悲劇のフランス人形は屈しない
「白石さんならベッドで寝ているわ。申し訳ないんだけど、先生、一旦席外してもいいかしら?」
私を気遣ってか、声を小さくしている。
「すぐに戻ってくる予定だけど。もし遅れちゃった時は、チャイムが鳴ったら、白石さんを起こしてあげて欲しいの」
「はい」
天城の感情のない返事を聞いてから、先生が出ていく音がした。
シャッとカーテンを引く音がし、私は慌てて瞼を閉じた。
「おい」
低い声で天城が言った。
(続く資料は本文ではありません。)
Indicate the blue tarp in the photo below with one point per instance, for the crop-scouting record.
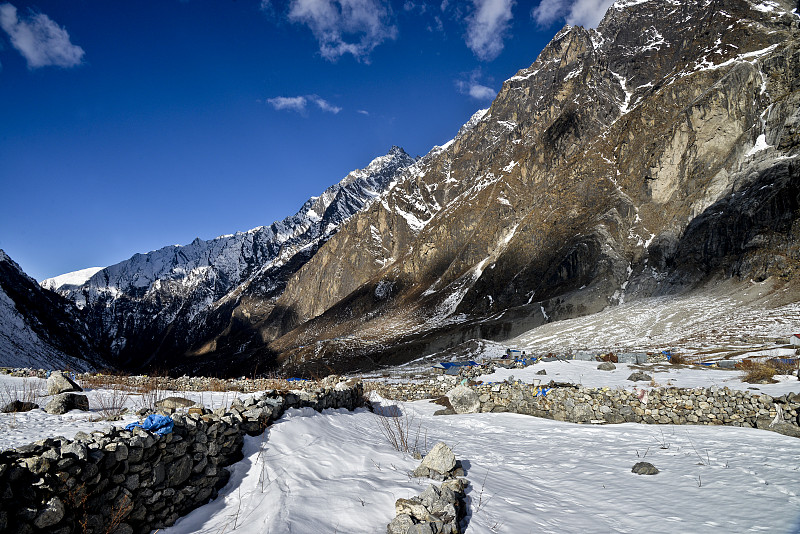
(448, 365)
(156, 423)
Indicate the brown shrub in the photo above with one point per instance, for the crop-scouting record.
(758, 372)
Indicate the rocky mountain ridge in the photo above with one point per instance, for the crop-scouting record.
(645, 157)
(653, 155)
(39, 328)
(172, 299)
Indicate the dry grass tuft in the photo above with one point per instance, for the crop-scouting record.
(758, 372)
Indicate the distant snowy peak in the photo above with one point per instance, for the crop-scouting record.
(75, 278)
(226, 261)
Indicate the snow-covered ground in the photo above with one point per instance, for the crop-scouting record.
(26, 427)
(664, 375)
(725, 321)
(334, 472)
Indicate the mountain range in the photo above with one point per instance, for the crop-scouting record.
(654, 155)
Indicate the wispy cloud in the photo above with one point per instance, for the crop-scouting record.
(324, 105)
(474, 88)
(342, 27)
(289, 103)
(300, 103)
(41, 41)
(487, 26)
(587, 13)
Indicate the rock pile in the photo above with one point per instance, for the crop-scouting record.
(439, 509)
(132, 481)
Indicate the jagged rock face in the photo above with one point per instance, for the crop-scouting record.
(159, 308)
(39, 328)
(645, 157)
(641, 158)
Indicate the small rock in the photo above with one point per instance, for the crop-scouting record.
(400, 524)
(17, 406)
(57, 383)
(640, 376)
(65, 402)
(464, 400)
(644, 468)
(51, 514)
(440, 459)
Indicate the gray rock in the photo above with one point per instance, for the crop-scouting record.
(412, 507)
(173, 403)
(18, 406)
(440, 459)
(644, 468)
(179, 471)
(464, 400)
(76, 450)
(57, 383)
(420, 528)
(400, 524)
(52, 513)
(640, 376)
(65, 402)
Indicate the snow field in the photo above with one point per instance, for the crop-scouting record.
(334, 472)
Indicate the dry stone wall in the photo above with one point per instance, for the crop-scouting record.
(125, 482)
(704, 406)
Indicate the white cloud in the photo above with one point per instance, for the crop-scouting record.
(474, 88)
(324, 105)
(342, 27)
(41, 41)
(291, 103)
(487, 26)
(587, 13)
(300, 103)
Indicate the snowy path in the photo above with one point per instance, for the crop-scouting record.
(334, 472)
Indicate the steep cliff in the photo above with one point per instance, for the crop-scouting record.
(650, 156)
(156, 309)
(38, 328)
(657, 154)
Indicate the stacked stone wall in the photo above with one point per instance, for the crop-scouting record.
(125, 482)
(704, 406)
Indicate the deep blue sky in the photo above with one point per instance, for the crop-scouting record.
(128, 126)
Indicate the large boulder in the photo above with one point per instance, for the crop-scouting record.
(58, 382)
(65, 402)
(464, 400)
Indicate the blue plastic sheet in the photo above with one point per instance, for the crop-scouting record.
(155, 423)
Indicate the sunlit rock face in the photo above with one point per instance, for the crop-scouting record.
(655, 154)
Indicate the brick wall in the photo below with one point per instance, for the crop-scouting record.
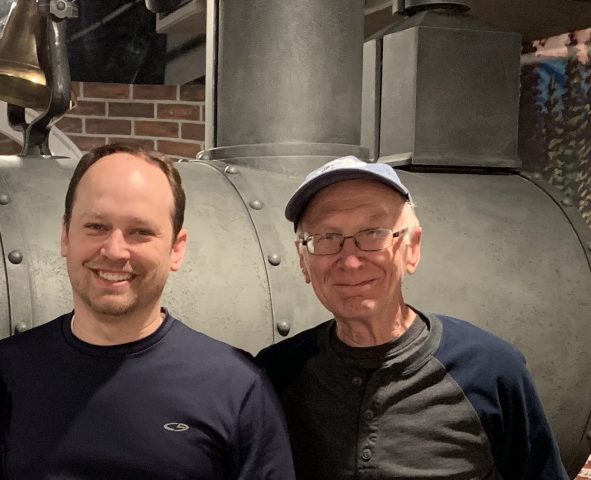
(166, 118)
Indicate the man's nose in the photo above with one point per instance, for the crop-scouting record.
(115, 246)
(351, 254)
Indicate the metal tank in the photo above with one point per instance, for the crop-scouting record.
(501, 249)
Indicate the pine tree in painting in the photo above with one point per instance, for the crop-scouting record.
(532, 151)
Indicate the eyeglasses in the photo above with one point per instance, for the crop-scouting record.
(370, 240)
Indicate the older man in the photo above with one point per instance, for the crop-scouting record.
(385, 391)
(119, 389)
私は眠ったふりをする。
「おい」
諦めて帰るかと思いきや、天城は立ったままでいる。
(起きなかったら、どんな風に話が進む・・・?)
私は身動きせずじっとしていた。
「おーい、海斗?」
しばらくして保健室の扉が勢いよく開き、天城の友人、蓮見(はすみ)が入って来たのが分かった。
「ここ」
「次の授業自習になったって・・・。何してんの?」
天城に近づく足音。
「コイツが起きない」
「なにそれ。寝てるんでしょ」
蓮見はどこからか、椅子を引きずってきて座ったようだ。
「お前も座れば?」
(起きるまで居座るつもり・・・?)
体を動かさないように気をつけるが、突き刺さる視線に居心地の悪さを感じる。
「俺が声をかけて起きなかったことはない」
(…どんな自信だよ)
蓮見はくっと笑った。
「確かに白石ちゃんは、海斗のこと大好きだからね。婚約者と言うよりは、従順な犬っぽいよね。世間知らずに育てられた、おバカな家犬かな」
飛び起きて、蓮見の顔を思いっきり殴りたくなる衝動を押さえる。
「俺はコイツが嫌いだ」
天城が言った。
「何、唐突に」
特別驚く様子をみせない蓮見の反応を見ると、普段から言っているのだろう。嫌い、と。
「婚約者と言われるのはうんざりだ」
「ああ~。さっき先生に言われたこと?婚約者の見舞いに行けって」
「でも、それももうすぐ終わる」
そして足音。
「え、どういうことだよ?おい、海斗!」
蓮見が後を追って保健室を出て行くのが分かった。
私は目を開けた。
怒りで体が震える。
(良く知らないモブキャラにまで悪口を言われるもの腹が立つが、嫌いとはっきり言う天城は本当に・・・)
荒い息を整えようと、私は深呼吸を何度か繰り返した。
(ってか、「もうすぐ終わる」って、婚約者でなくなるということ?)
天城の口から発せられた言葉。
(…ちょっと早くない?)
私は目を閉じ、原作の内容を思い出そうと、こめかみを揉んだ。
確か、婚約解消の話題が上ったのは高校3年生の秋だったはずだが。
(高1の時から、ちらつかせいたってこと?)
自分的には婚約解消が素晴らしいことにしか思えないが、天城のことが幼少期から好きだった白石透の気持ちを考えると、確かに婚約解消はショックな出来事かもしれない。
(るーちゃんのことを考えると、婚約破棄は回避するべきか…)
そんなことを考えながらも、私はいつの間にか深い眠りについていた。